That passage spoke to me like no other passage had to that point, and profoundly affected my life. As a workaholic, I had tried to earn my father’s love over the years (and now I realize, indirectly God’s love as well). When I read the words in that passage that I was precious and honored in God’s sight because God loved me (and not because of anything I had done), something shifted inside of me. God’s love became a gift freely given, not earned. My spirit was set free to soar like an eagle into the arms of a loving God. The first reading today started to be fulfilled in me that day – I was now becoming a light to the nations, able to spread the Good News that God’s love is freely given and does not need to be earned.

Turning to the Gospel, we see that the passion of Jesus has already begun. Judas, who will betray him, takes the bread and sets out to do so. Peter, who will deny Jesus, promises to do just the opposite. And we know that a short while after Jesus spoke these words he was arrested by the religious authorities. All the disciples ran away and abandoned him out of fear for their own lives.

These three realities – betrayal, denial and abandonment – underline the deepest suffering of Jesus during what we call his “passion” or more accurately, his “passivity.” The Latin word is passio, which means “being done unto” so everything was done to him. It was not the physical suffering he would endure that pained him the most. It was the fact that during these last hours on earth, he would be alone. He would have to face death and make the moral decision to be faithful to the Father’s will, alone. He would indeed, be a stone’s throw away from anyone. That, more than the physical suffering, was truly his “passion” or passio.

In doing so, Jesus sets an example for us. There will come a time in our lives when we will enter our own passivity as well; we will suffer in a way that no one else can really understand or appreciate. Our pain is really only our pain. The greatest suffering will be our own death, and there we will be alone. Even with people holding our hand, we will be a stone’s throw away from anyone.

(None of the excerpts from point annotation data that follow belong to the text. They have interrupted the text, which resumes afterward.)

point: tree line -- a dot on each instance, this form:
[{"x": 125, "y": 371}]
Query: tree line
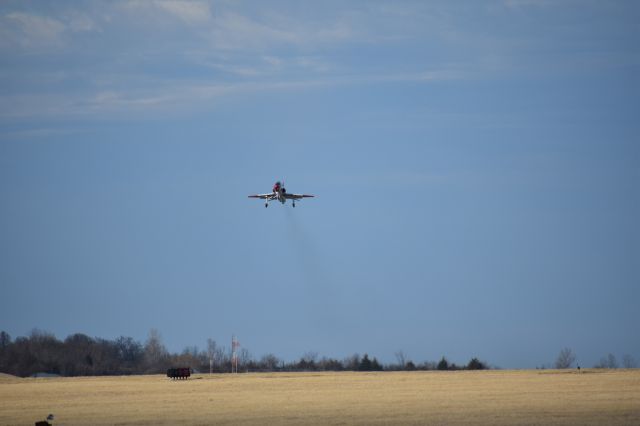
[{"x": 81, "y": 355}]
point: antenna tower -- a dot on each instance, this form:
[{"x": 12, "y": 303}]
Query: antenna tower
[{"x": 234, "y": 353}]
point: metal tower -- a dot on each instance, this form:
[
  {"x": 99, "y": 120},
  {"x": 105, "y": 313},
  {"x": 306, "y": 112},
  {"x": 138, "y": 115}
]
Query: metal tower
[{"x": 234, "y": 354}]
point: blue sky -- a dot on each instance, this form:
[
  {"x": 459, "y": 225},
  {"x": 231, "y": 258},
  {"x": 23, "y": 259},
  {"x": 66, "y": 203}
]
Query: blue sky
[{"x": 476, "y": 166}]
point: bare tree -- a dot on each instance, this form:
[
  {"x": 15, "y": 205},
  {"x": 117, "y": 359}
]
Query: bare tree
[
  {"x": 5, "y": 339},
  {"x": 629, "y": 362},
  {"x": 565, "y": 359}
]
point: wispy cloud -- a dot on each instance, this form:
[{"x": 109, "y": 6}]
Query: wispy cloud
[{"x": 26, "y": 30}]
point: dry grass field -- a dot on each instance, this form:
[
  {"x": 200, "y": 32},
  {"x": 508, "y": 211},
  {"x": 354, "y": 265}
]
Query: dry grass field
[{"x": 545, "y": 397}]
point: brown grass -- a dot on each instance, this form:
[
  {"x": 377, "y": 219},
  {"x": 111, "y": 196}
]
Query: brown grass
[{"x": 592, "y": 397}]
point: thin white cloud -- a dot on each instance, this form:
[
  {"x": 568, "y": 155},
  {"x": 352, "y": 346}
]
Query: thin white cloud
[
  {"x": 191, "y": 12},
  {"x": 28, "y": 30},
  {"x": 179, "y": 95}
]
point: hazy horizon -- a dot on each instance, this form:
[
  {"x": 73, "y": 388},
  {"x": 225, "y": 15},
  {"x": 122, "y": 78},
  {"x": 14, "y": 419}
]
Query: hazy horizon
[{"x": 476, "y": 167}]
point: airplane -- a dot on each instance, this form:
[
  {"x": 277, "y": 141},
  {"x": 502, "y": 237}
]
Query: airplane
[{"x": 279, "y": 193}]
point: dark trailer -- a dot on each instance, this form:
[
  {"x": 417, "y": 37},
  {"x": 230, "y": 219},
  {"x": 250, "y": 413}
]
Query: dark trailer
[{"x": 179, "y": 373}]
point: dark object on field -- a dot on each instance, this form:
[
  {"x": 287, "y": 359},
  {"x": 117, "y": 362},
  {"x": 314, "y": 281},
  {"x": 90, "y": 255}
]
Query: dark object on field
[
  {"x": 179, "y": 373},
  {"x": 46, "y": 422}
]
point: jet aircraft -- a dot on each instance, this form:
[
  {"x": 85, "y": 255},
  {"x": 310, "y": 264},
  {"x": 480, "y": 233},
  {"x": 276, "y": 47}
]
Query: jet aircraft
[{"x": 279, "y": 193}]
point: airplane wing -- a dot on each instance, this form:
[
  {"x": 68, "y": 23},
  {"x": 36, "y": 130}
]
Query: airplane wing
[
  {"x": 297, "y": 196},
  {"x": 263, "y": 196}
]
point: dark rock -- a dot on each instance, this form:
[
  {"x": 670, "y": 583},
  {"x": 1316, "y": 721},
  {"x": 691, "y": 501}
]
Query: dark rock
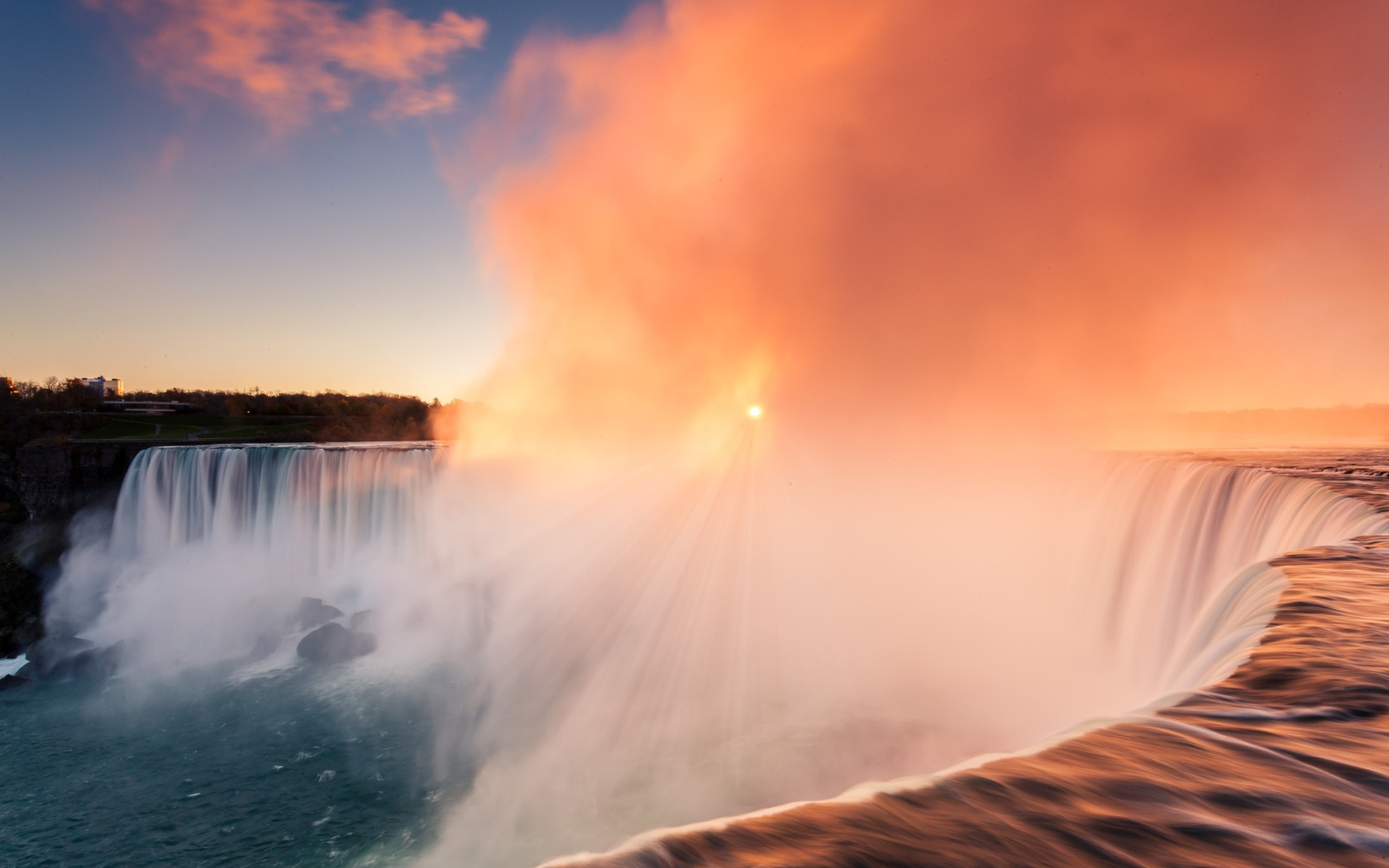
[
  {"x": 52, "y": 653},
  {"x": 21, "y": 604},
  {"x": 335, "y": 643},
  {"x": 96, "y": 663},
  {"x": 69, "y": 657},
  {"x": 314, "y": 612},
  {"x": 10, "y": 682},
  {"x": 363, "y": 621}
]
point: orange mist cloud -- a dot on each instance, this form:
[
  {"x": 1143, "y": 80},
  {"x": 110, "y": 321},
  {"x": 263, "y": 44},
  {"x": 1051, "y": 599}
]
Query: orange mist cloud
[
  {"x": 289, "y": 59},
  {"x": 920, "y": 212}
]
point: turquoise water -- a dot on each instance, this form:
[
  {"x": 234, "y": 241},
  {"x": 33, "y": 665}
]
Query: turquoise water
[{"x": 292, "y": 768}]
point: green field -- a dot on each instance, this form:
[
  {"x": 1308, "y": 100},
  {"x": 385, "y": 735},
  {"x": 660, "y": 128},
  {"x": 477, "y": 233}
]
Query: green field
[{"x": 178, "y": 427}]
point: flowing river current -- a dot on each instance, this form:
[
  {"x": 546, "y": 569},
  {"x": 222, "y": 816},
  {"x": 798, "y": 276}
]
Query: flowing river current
[{"x": 508, "y": 692}]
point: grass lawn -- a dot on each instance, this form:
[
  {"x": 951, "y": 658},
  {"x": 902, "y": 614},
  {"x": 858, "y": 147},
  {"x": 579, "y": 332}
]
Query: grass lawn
[{"x": 178, "y": 427}]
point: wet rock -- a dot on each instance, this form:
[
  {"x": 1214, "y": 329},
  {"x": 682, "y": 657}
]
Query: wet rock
[
  {"x": 57, "y": 657},
  {"x": 53, "y": 653},
  {"x": 10, "y": 682},
  {"x": 314, "y": 612},
  {"x": 335, "y": 643},
  {"x": 363, "y": 621}
]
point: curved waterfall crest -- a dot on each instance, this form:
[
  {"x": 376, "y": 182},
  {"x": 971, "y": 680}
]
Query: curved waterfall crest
[{"x": 334, "y": 498}]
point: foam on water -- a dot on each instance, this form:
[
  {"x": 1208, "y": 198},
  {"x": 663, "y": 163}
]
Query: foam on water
[{"x": 688, "y": 642}]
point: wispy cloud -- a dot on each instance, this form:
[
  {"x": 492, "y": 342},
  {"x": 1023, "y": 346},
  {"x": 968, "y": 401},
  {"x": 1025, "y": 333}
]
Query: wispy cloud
[{"x": 289, "y": 60}]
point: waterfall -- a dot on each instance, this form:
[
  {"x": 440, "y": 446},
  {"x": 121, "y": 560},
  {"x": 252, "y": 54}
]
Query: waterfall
[
  {"x": 212, "y": 547},
  {"x": 321, "y": 502},
  {"x": 1184, "y": 541}
]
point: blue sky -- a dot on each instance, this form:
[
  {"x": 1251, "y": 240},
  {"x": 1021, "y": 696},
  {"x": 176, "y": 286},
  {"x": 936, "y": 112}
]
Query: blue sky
[{"x": 177, "y": 241}]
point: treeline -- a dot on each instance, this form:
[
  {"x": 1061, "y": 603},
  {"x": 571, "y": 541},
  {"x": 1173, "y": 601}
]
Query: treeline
[{"x": 67, "y": 408}]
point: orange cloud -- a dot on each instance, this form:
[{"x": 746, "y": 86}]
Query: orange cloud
[
  {"x": 900, "y": 214},
  {"x": 290, "y": 59}
]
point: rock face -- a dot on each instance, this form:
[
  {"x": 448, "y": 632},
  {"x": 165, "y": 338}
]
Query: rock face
[
  {"x": 57, "y": 479},
  {"x": 10, "y": 682},
  {"x": 56, "y": 657},
  {"x": 21, "y": 604},
  {"x": 335, "y": 643},
  {"x": 314, "y": 612}
]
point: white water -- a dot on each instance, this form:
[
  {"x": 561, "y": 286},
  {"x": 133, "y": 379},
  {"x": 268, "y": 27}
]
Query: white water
[
  {"x": 698, "y": 642},
  {"x": 1177, "y": 533}
]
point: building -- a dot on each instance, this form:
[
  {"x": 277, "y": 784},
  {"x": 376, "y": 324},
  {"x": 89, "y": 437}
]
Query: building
[
  {"x": 104, "y": 386},
  {"x": 149, "y": 408}
]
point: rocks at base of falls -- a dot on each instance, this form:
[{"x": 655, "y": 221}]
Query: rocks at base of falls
[
  {"x": 334, "y": 643},
  {"x": 316, "y": 613},
  {"x": 65, "y": 657}
]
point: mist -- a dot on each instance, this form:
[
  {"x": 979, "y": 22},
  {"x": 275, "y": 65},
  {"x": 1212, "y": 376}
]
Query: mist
[{"x": 939, "y": 249}]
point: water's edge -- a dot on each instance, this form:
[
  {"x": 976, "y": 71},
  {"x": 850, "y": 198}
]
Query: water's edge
[{"x": 1278, "y": 764}]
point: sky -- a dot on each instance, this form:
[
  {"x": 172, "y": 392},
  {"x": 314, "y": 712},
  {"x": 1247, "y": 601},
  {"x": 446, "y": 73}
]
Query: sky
[
  {"x": 609, "y": 218},
  {"x": 179, "y": 238}
]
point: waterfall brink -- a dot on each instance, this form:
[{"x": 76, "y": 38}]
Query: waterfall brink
[
  {"x": 320, "y": 502},
  {"x": 704, "y": 637},
  {"x": 1176, "y": 538},
  {"x": 1184, "y": 588},
  {"x": 212, "y": 547}
]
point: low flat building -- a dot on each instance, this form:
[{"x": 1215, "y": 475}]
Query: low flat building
[
  {"x": 149, "y": 408},
  {"x": 104, "y": 386}
]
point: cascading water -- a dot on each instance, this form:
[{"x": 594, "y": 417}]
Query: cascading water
[
  {"x": 698, "y": 643},
  {"x": 1176, "y": 537}
]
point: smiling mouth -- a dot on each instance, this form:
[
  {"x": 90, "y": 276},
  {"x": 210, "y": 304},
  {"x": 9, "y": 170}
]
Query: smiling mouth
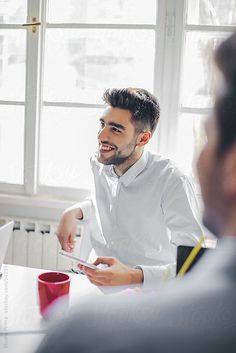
[{"x": 106, "y": 148}]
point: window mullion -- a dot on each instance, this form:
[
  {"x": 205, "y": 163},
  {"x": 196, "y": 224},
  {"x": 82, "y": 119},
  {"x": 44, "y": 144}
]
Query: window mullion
[
  {"x": 33, "y": 67},
  {"x": 174, "y": 34}
]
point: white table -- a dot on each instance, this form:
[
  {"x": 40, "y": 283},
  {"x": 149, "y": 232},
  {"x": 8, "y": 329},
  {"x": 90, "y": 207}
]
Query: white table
[{"x": 21, "y": 326}]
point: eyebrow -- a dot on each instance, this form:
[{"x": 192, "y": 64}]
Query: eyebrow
[{"x": 111, "y": 123}]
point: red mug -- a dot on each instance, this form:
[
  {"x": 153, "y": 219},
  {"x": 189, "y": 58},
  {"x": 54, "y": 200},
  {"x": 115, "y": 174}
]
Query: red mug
[{"x": 52, "y": 286}]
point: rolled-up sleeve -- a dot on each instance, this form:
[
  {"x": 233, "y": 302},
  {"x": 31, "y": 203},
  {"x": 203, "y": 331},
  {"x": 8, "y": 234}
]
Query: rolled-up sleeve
[{"x": 181, "y": 216}]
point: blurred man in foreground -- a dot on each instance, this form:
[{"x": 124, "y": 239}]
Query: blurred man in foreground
[{"x": 196, "y": 313}]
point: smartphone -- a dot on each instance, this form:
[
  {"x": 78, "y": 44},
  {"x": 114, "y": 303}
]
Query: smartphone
[{"x": 79, "y": 261}]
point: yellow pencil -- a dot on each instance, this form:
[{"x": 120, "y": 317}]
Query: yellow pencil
[{"x": 191, "y": 257}]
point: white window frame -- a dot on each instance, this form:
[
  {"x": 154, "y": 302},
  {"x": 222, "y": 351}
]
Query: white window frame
[{"x": 170, "y": 30}]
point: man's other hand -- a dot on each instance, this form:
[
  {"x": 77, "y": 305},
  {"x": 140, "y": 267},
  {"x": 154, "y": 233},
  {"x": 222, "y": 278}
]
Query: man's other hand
[
  {"x": 66, "y": 230},
  {"x": 116, "y": 274}
]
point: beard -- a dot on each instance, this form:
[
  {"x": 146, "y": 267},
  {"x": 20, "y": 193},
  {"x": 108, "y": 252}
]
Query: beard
[{"x": 118, "y": 159}]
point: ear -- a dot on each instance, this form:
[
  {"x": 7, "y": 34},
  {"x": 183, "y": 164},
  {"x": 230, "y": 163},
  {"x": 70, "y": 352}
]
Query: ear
[
  {"x": 143, "y": 138},
  {"x": 229, "y": 172}
]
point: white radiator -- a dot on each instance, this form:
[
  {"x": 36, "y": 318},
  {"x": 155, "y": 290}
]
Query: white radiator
[{"x": 34, "y": 244}]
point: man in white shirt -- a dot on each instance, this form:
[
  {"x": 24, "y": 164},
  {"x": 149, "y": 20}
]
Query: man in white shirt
[
  {"x": 196, "y": 313},
  {"x": 142, "y": 205}
]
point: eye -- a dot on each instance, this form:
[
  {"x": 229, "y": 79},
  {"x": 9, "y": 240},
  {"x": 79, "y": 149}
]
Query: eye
[{"x": 115, "y": 129}]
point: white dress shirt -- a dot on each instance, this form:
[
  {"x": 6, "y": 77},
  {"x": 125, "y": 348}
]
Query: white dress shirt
[{"x": 140, "y": 217}]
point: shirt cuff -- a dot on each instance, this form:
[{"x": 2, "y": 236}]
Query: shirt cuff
[{"x": 86, "y": 208}]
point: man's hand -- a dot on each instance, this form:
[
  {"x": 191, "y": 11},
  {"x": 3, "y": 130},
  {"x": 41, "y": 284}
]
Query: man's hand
[
  {"x": 66, "y": 230},
  {"x": 116, "y": 274}
]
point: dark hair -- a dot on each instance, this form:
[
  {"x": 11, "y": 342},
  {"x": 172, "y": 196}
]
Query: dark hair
[
  {"x": 225, "y": 105},
  {"x": 143, "y": 105}
]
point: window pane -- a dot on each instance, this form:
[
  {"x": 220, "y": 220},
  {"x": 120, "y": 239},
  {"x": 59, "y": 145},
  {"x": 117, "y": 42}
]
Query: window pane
[
  {"x": 81, "y": 64},
  {"x": 211, "y": 12},
  {"x": 11, "y": 144},
  {"x": 190, "y": 140},
  {"x": 12, "y": 64},
  {"x": 68, "y": 138},
  {"x": 13, "y": 11},
  {"x": 105, "y": 11},
  {"x": 199, "y": 72}
]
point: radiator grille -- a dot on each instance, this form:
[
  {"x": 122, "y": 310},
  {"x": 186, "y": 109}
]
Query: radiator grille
[{"x": 34, "y": 244}]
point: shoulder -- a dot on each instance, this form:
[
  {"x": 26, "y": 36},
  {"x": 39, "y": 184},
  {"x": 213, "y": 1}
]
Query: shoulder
[{"x": 165, "y": 168}]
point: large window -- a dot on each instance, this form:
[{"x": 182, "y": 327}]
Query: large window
[{"x": 53, "y": 75}]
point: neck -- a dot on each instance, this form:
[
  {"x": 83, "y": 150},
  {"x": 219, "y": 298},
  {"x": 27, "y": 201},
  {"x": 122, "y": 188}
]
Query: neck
[{"x": 122, "y": 168}]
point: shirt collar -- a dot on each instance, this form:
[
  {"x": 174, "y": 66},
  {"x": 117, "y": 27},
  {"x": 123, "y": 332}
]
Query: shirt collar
[{"x": 133, "y": 171}]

The challenge for us is to go through our suffering the way Jesus did – without bitterness or resentment, forgiving all those who have hurt us or are hurting us in any way. In this way, our suffering connects with the suffering of Jesus and becomes redemptive.

There is another important element in the gospel. When Judas takes the bread and immediately went out, the Gospel adds: “it was dark.” This “darkness” symbolizes that Judas stepped out of the circle of those who understand the mystery of the Kingdom of God, which is the value of the brokenness of Jesus on the Cross. That mystery of growth and freedom coming not from power and control, but out of failure, weakness and brokenness, lived out by a suffering Messiah, was what Judas could not understand or accept, and for that reason he betrayed Jesus.

Those who perhaps best understand this mystery of brokenness are members of A.A., who at every meeting begin by stating their name and professing they are alcoholics, powerless over that chemical in their lives. In their shared brokenness, they find daily sobriety and serenity.

The Eucharist is a gift coming to us through the brokenness of Jesus on the Cross, symbol of God’s great love for us, who wants to forgive and heal us, and make us a light to the nations, proclaiming the mystery of the Kingdom – that it is through humility and powerlessness that we access the power of love to heal our broken world.